Stellantis? Niente premio di produzione per i lavoratori di Mirafiori. L’azienda ha presentato i suoi ultimi risultati finanziari e quel che appare evidente è che si trovi ancora all’interno di contesto complesso per l’industria automobilistica.
Risultati non eccelsi per Stellantis
Un problema difficile da superare dove Stellantis si trova ad avere a che fare con il rallentamento della domanda europea, la transizione elettrica e una crescente competizione internazionale. I numeri mostrano un gruppo ancora solido, capace comunque di generare ricavi significativi e di mantenere una posizione finanziaria importante. Ma non mancano le prove delle difficoltà attraversate negli ultimi anni. Soprattutto in alcuni mercati, con cali delle consegne e pressioni sui margini.
I vertici hanno sottolineato come la strategia di contenimento dei costi e una maggiore attenzione finanziaria abbiano consentito di conservare la redditività nonostante una situazione meno favorevole rispetto agli anni precedenti.
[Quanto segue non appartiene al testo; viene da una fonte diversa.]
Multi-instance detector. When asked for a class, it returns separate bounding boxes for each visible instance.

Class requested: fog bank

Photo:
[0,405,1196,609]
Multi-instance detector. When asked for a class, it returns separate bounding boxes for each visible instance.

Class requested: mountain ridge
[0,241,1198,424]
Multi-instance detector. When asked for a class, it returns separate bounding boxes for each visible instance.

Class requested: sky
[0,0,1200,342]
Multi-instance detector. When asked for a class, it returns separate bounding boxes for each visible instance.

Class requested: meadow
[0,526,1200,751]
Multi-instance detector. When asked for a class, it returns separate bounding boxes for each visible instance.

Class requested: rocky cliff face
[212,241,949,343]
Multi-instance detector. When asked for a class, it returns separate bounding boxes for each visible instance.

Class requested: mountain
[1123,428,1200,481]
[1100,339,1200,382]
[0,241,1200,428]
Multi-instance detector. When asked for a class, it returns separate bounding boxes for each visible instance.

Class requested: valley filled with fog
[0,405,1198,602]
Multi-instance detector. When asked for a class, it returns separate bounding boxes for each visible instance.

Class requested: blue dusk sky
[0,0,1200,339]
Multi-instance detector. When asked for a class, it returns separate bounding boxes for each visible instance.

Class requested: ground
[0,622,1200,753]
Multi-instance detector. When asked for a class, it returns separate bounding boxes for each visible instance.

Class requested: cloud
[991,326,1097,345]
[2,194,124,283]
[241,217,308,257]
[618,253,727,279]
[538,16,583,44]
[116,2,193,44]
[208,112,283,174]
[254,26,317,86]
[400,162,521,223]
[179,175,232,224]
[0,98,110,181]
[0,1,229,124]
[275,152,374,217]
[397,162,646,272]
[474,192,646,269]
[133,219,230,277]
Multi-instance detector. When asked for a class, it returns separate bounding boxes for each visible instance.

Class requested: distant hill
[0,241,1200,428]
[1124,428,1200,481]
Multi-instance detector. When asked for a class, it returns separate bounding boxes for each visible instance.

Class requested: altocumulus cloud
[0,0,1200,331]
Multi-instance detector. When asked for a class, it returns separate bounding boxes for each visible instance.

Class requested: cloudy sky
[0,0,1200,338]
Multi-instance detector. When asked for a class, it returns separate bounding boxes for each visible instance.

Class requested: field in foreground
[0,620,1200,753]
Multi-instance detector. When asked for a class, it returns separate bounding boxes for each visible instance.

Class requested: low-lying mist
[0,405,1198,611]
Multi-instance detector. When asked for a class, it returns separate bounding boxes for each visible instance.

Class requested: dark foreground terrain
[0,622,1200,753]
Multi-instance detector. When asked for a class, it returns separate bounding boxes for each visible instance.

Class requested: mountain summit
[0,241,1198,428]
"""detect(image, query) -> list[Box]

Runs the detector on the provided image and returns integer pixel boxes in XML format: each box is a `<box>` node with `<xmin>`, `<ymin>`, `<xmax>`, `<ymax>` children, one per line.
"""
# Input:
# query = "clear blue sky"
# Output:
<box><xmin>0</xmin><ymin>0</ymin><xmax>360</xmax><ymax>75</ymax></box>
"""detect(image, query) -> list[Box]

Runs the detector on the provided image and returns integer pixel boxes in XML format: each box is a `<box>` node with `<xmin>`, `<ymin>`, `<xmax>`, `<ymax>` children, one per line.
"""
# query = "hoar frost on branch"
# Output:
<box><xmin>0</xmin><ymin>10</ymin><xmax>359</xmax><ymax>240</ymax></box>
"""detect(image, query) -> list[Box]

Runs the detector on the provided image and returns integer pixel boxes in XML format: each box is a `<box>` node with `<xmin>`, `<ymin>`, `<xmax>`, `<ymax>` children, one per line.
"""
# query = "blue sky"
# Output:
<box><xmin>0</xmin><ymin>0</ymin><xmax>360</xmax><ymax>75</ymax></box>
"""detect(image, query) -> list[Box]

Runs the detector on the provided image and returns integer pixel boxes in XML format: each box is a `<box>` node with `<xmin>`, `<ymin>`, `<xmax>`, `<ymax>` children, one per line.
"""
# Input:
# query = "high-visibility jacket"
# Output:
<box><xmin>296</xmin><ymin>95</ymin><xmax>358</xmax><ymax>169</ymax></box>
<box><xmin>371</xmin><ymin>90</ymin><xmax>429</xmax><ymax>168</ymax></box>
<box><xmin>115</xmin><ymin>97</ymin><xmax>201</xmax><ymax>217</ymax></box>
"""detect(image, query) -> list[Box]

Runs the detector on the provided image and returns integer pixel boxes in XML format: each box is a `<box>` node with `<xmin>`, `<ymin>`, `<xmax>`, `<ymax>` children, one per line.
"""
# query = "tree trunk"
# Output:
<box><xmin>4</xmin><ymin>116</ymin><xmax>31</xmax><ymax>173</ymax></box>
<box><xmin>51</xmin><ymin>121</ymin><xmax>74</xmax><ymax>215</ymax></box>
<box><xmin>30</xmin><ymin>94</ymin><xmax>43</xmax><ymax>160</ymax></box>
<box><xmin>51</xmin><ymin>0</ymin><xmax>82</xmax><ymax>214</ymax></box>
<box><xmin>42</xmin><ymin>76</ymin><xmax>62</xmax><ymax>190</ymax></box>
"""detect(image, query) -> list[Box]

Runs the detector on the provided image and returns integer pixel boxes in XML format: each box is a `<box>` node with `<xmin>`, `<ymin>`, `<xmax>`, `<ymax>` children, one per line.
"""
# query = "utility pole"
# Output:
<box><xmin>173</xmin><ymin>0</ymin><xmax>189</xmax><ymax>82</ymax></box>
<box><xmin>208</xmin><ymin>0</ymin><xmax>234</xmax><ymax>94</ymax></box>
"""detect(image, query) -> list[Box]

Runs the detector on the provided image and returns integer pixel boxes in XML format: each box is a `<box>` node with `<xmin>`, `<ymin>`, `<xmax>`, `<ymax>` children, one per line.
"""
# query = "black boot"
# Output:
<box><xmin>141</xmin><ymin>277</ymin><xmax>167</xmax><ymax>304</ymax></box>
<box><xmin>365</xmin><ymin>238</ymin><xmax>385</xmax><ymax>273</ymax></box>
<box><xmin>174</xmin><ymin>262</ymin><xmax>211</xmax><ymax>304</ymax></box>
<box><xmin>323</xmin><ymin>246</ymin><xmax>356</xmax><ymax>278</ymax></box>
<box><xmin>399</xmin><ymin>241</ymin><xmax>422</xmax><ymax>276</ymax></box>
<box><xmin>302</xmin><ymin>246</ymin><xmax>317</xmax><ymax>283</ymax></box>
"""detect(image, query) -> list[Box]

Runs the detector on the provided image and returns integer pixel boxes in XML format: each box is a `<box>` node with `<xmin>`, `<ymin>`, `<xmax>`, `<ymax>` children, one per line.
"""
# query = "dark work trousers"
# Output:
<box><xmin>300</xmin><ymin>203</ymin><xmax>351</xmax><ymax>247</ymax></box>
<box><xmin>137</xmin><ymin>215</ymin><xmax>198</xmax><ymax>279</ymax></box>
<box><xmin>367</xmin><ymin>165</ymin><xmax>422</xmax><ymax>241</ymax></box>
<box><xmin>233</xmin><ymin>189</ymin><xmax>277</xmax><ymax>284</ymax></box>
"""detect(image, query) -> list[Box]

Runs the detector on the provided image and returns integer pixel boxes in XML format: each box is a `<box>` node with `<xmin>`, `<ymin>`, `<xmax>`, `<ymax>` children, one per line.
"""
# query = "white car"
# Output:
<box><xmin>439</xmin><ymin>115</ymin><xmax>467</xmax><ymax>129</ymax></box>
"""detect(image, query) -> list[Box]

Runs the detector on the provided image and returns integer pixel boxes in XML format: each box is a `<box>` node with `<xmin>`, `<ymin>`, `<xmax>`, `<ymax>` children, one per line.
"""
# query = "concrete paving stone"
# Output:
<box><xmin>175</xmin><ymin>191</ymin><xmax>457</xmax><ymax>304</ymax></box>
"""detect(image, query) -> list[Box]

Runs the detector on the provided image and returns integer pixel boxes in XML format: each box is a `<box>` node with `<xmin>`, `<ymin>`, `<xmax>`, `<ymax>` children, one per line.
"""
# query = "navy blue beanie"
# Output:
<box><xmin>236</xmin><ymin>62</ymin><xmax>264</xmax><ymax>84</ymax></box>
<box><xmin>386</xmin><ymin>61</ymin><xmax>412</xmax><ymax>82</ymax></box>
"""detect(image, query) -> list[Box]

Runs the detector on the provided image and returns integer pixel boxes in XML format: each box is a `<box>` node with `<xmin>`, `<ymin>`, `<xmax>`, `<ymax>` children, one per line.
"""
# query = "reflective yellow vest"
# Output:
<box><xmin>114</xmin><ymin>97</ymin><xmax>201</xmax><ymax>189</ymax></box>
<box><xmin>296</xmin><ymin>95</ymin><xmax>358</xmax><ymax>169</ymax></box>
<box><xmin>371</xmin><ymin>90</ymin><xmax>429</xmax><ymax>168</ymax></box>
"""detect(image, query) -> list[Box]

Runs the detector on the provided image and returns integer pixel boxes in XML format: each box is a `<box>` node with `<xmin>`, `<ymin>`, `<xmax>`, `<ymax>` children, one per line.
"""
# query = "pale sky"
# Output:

La normalizzazione dei prezzi, dopo la fase eccezionale seguita alla pandemia e alla crisi dei semiconduttori, ha inciso sui risultati. Allo stesso tempo, Stellantis ha confermato i suoi investimenti sull’elettrico e sull’innovazione tecnologica conscia della difficoltà che tale strategia comporta a livello globale.
In Italia, però, l’attenzione si è concentrata soprattutto sulle ricadute industriali e occupazionali. Il caso più emblematico è quello dello stabilimento di Mirafiori, storico polo produttivo torinese oggi impegnato principalmente nell’assemblaggio di modelli elettrici e di vetture di fascia alta. Negli ultimi mesi la produzione è stata caratterizzata da volumi ridotti e da periodi di cassa integrazione, conseguenza di una domanda non ancora sufficiente.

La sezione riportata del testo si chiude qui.